Nasty Letters To Crooked Politicians

As we enter a new era of politics, we hope to see that Obama has the courage to fight the policies that Progressives hate. Will he have the fortitude to turn the economic future of America to help the working man? Or will he turn out to be just a pawn of big money, as he seems to be right now.

Tuesday, November 07, 2006

FROM HUMILITY IN 2000 TO HUMILIATION IN 2006

By Richard ReevesMon Nov 6, 2:18 PM ET

NEW YORK -- On Tuesday we vote, and the issue, according to most polls, is the performance of President George W. Bush. The president who promised us humility has instead given us humiliation.

It was on Oct. 12, 2000, during his final campaign debate with then-Vice President Al Gore, that Bush attacked nation-building and insistence on doing all things the American way, saying: "I think the United States must be humble in how we treat nations that are figuring out how to chart their own courses."

He also said that night: "I think one way for us being viewed as the Ugly American is for us to go around saying, 'We do it this way and so should you.'"

And: "I am worried about overcommitting our military around the world. I want to be judicious in its use."

That was then. In a little over two months he was president, promising "civility" in our relations around the world. Now, listening to a radio report Friday on the president's campaigning for candidates for the 110th Congress, I heard a correspondent casually begin his story by saying, "George Bush is campaigning for any Republican willing to be seen with him."

The same day's edition of The New York Times reported in two stories the combination of arrogant denial of demonstrated truth and incompetence that will be one of the historical trademarks of the second Bush years.

One headline read: "Congress Tells Auditor in Iraq to Close Office." It seems that the White House has found a new way to try to hide the obvious corruption in the financing of our occupation of Iraq. The administration persuaded Republicans in Congress to deal with the loss of billions of American taxpayer dollars in Iraq by slipping a provision deep into the current military authorization bill that would close down the Office of the Special Inspector General for Iraq Reconstruction. That is the office that was investigating the many fiascos of our adventures, from financial cheating and poor work by American construction companies to the disappearance of millions of dollars worth of weapons sent to Iraqi police. Bush signed that bill two weeks ago.

The second headline read: "U.S. Web Archive Is Said to Reveal a Nuclear Guide." That one revealed that the administration unaccountably released and posted, on government Web sites, documents from the 1991 Iraq war that would be helpful to anyone trying to build atomic bombs -- that from a secrecy-obsessed White House that has been busily classifying more innocuous documents that have been open to the public for decades.

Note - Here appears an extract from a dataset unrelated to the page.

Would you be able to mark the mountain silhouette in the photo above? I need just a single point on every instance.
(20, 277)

We have long been disliked around the world, which is to be expected in some quarters -- and also has something to do with envy. Now we are feared as a superpower asserting the right, or at least the power, to attack anywhere that strikes our fancy. Worse, we are being laughed at for continuing to insist that we are on our way to victory in Iraq. Not!

If you talk to members of Congress who have taken the time and trouble to go to Iraq, they tell you stories of endless "victory" briefings. But when they go from one briefing to another, which means from one secure area to another, including the airport and the Green Zone, members are trussed up in bulletproof armor and helmets. Then officers point to a helicopter or armored car a few dozen yards away and yell, "Run! Run for it!"

A small humiliation. Perhaps the officers do it because they think members of Congress need the exercise. The bodyguarding is so tight that when a recent "Codel" -- that's the jargon for "congressional delegation" -- complained during a visit to the Iraqi Parliament, they were told it was a favorite spot for kidnappings.

So, polls say the Democrats will win on Tuesday. God knows they should. If after all this the Republicans win, then Democrats ought to begin thinking about releasing the donkeys and getting out of politics. But if they do win, the rest of us can only pray that they have the humility to accept and understand what has happened to the world's only superpower in the humiliation of these past few years.